Not the plan in their eyes.

The fact that they aren’t pushing.

They’re following my pace.

“Okay,” I say quietly. “Not yet.”

Atlas gives a small nod. “Your call.”

Kael’s voice stays low. “We walk you wherever you need to go today.”

My stomach dips. “All of you?”

“We’ll rotate,” Finn says. “Who do you want first?”

The question knocks something loose inside me. It’s gentle, but it hits.

Who do I want first.

Desire pulses under my skin—slow, warm, dangerous.

I look at Finn. Soft.

Then Atlas. Solid.

Then Kael.

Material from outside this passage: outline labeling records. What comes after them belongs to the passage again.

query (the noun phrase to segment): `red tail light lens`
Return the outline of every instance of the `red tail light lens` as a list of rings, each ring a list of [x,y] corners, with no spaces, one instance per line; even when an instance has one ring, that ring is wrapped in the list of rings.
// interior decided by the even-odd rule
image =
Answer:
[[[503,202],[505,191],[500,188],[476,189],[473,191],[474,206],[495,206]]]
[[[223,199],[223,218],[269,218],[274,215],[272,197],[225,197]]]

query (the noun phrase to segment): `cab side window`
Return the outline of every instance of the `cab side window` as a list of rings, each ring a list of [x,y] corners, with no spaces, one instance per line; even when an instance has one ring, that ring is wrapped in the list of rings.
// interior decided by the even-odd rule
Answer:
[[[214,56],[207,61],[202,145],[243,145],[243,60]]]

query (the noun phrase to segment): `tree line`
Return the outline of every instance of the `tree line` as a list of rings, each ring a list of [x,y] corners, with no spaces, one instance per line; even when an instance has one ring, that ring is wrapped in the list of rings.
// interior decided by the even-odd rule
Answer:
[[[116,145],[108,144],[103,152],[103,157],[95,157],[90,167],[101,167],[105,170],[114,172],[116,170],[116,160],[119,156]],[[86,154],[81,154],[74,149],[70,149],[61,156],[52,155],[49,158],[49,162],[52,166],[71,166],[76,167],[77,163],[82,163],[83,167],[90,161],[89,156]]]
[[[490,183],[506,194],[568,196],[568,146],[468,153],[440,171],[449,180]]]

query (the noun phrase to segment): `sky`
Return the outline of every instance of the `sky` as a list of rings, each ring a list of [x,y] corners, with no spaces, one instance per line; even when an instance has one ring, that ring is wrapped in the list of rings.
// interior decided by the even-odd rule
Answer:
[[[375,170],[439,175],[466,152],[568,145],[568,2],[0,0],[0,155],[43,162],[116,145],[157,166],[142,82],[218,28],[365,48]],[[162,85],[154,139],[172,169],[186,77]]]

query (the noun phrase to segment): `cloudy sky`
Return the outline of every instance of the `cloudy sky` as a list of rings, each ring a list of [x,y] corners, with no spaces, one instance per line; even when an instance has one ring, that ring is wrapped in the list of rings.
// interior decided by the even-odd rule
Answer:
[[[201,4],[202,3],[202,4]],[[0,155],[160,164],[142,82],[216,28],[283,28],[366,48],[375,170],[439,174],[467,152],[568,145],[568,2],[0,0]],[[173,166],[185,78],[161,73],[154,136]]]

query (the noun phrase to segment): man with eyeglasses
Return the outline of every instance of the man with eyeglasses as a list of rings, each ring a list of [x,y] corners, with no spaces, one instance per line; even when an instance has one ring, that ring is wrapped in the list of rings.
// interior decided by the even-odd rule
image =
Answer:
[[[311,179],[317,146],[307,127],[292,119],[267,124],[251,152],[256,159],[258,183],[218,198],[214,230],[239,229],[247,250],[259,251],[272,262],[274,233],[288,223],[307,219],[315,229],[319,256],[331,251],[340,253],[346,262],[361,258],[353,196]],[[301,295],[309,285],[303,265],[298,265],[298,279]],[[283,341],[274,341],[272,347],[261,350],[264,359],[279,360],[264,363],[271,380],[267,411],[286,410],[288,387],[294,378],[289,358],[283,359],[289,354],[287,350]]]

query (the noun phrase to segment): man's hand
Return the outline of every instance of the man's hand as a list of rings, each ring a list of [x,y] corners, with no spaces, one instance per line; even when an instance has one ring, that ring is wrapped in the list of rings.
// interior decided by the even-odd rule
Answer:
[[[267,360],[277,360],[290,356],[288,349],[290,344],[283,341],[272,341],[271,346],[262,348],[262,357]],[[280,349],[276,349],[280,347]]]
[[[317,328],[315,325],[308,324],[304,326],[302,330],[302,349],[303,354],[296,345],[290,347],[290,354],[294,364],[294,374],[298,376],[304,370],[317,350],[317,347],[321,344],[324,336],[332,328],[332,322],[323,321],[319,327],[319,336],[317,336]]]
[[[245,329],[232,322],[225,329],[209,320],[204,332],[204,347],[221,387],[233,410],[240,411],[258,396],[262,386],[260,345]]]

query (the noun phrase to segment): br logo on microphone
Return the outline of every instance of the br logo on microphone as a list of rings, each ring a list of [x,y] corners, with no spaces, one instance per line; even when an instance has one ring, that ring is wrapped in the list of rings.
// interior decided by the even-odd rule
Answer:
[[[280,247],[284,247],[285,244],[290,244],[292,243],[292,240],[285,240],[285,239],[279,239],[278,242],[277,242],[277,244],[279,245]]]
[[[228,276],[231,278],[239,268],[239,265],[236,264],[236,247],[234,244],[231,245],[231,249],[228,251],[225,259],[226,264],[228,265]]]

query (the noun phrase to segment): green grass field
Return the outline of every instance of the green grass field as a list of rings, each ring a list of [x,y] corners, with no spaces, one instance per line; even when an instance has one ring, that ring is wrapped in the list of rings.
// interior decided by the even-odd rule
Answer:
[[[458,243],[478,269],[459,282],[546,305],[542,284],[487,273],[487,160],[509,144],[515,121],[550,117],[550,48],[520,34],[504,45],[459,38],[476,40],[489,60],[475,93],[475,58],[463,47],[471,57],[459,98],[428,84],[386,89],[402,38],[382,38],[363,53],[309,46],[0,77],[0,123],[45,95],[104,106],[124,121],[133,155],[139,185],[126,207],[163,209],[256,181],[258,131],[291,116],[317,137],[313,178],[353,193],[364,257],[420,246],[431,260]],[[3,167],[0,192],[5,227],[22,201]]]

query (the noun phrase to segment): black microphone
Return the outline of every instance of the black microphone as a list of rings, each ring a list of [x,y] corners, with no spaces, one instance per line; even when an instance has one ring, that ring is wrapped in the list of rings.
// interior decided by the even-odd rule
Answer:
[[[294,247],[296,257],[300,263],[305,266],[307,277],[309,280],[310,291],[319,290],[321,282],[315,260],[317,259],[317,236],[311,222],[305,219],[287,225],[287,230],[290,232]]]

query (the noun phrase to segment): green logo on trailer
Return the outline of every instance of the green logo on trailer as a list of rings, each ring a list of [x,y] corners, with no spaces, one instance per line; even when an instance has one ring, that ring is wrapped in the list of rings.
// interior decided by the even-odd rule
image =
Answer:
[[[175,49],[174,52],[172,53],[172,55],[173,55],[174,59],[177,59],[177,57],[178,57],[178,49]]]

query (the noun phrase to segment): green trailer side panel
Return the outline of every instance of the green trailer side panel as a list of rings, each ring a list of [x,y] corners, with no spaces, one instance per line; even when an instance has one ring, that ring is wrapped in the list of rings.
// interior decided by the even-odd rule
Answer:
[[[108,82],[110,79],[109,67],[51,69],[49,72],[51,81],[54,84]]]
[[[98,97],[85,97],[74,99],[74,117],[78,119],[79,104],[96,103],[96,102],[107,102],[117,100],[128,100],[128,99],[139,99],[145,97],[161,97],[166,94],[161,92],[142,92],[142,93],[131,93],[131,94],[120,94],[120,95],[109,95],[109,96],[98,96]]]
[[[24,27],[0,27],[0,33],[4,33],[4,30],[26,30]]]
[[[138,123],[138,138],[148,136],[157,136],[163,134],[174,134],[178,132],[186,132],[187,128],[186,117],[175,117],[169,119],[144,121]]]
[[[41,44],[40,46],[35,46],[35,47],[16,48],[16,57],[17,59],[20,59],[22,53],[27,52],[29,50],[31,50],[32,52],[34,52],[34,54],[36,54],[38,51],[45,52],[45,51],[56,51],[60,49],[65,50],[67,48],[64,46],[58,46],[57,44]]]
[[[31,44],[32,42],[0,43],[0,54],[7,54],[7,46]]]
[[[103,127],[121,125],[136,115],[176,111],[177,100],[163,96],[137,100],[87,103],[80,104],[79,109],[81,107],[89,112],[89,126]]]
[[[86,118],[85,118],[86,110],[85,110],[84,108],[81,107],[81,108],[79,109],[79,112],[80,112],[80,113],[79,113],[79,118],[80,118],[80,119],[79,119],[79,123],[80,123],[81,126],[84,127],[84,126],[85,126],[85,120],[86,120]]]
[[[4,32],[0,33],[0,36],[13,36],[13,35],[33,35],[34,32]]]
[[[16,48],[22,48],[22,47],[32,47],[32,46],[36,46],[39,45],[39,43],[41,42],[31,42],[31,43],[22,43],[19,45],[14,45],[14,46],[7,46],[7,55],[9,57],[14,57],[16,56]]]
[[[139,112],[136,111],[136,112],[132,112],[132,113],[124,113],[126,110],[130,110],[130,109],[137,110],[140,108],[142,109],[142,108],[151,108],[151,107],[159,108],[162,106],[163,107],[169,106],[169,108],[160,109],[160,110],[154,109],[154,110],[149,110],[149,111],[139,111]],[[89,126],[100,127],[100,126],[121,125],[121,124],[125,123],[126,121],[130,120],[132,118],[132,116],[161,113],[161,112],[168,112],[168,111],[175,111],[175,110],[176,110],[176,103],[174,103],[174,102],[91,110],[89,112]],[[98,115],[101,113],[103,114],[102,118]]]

Steady.

My breath stutters.

“I...” My throat closes. “I don’t want to make this complicated.”

Atlas steps closer—one slow, careful move. “Too late.”

Finn lets out a soft laugh. “It’s already complicated, Wren.”

Kael says nothing, but the way he watches me—direct, focused, patient—makes the heat behind my ribs spread.

I sink onto the nearest chair, coffee cradled between both hands. “I don’t know what I’m doing.”

“We do,” Kael murmurs.

“Do you?” My voice cracks. “Because I don’t understand... any of this.”

Finn moves first. Always. He crouches in front of me, resting both hands on his thighs instead of reaching for me. “You don’t have to understand it all today.”

Atlas comes to stand behind him. “You just have to let us help.”

Kael leans one palm on the table beside me, close enough that his knuckles graze my knee. “We’ll handle the rest.”

My breath trembles.

The silence grows thick, electric.

Finn’s eyes drop to my mouth.

Atlas’s hand curls slightly like he needs something to grab.

Kael’s jaw flexes once, barely.

And all three of them... look at me like they want me.

Not instead of each other.

Not in competition.

Not in confusion.

Together.

Want isn’t the right word.

It’s need, barely restrained.

I inhale shakily. “I don’t want to hold you back.”

Kael answers first. “You’re not.”

Atlas’s voice lowers to a growl. “You’re pulling us forward.”

Finn smiles softly. “You couldn’t slow us down if you tried.”

My pulse stutters. My grip on the mug tightens. I feel my cheeks heat, my chest flutter, my legs go warm under Kael’s shirt.

I whisper, “I don’t know how to be... this.”

Kael’s voice goes quiet as breath. “We’ll show you.”

Finn nods. “One piece at a time.”

Atlas steps nearer, close enough his presence brushes the air around me. “We’re not going anywhere.”

I look at each of them, heart pounding.

“I want...” The words die in my throat. I swallow. “I want to feel safe today.”

Kael nods once. “Pick who walks you.”

Another choice.

Another moment where all three stand still and let me set the direction.

I breathe in, shaky. “Kael.”

His exhale is barely audible—but it vibrates through the space between us.

Finn nods with a soft smile that hurts in a good way.

Atlas grunts his approval, low and warm.

Kael straightens slowly, like he’s afraid moving too fast will break the moment. “Alright,” he murmurs. “We’ll leave when you’re ready.”

I stand, and for the first time in months, my body doesn’t tense at the idea of stepping outside.

Not because the fear is gone.

Because I’m not stepping outside alone.